A Scout is trustworthy, loyal, helpful, friendly, courteous, kind, obedient, cheerful, thrifty, brave, clean and reverent.
It's the law.
The familiar refrain is the official Scout Law that perhaps best describes the mission of the Boy Scouts of America, an organization that for the past century has helped millions of our nation's youth become responsible citizens.
The BSA, one of America's most prominent values-based youth development groups, celebrates its 100th birthday this year. The influence of Scouting on our society is indelible: In addition to those warm and fuzzy images of campfires, leaders from all walks of life credit the skills they learned in Scouting for helping to mold them into successful citizens.
More than 110 million Americans -- including the first man who walked on the moon -- have been Boy Scouts.
The organization has had its share of controversies -- mostly involving membership and policies -- but remains strong and part of the American lexicon.

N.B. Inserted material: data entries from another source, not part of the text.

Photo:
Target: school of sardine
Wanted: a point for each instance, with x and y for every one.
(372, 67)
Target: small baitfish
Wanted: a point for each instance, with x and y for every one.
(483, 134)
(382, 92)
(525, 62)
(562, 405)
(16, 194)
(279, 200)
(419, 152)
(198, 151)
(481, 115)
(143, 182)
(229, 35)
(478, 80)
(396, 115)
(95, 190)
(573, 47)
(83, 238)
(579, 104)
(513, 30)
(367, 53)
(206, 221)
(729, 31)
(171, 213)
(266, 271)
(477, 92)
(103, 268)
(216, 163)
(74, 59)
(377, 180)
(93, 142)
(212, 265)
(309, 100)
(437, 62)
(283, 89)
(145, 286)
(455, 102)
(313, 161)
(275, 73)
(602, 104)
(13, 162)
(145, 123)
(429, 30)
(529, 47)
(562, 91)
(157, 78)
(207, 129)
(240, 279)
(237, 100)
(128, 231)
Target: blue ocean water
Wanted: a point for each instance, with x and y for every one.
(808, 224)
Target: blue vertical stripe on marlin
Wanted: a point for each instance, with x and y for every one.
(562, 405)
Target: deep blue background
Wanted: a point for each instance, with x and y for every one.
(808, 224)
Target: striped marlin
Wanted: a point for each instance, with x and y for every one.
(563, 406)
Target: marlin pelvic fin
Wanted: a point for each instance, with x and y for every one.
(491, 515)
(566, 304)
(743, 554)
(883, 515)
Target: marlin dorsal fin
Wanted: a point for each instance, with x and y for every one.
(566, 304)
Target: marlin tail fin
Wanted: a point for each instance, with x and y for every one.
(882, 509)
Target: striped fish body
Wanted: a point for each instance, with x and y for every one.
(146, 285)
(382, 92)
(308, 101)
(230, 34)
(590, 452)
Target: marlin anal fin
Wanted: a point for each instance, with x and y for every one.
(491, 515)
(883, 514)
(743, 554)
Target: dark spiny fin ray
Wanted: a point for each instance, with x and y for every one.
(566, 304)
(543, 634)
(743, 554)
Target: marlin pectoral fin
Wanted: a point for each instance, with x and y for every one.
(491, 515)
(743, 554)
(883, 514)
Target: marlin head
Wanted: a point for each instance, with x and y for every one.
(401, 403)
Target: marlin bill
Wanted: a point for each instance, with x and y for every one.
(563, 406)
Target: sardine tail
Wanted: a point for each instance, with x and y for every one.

The ongoing BSA centennial is highlighted by the National Scout Jamboree next week in Virginia. There, some 45,000 Scouts and staff, past and present, will once again "Be Prepared" -- the Scout motto -- to recite the Scout oath:
"On my honor, I will do my best; To do my duty to God and my country; and to obey the Scout Law; To help other people at all times; To keep myself physically strong, mentally awake and morally straight."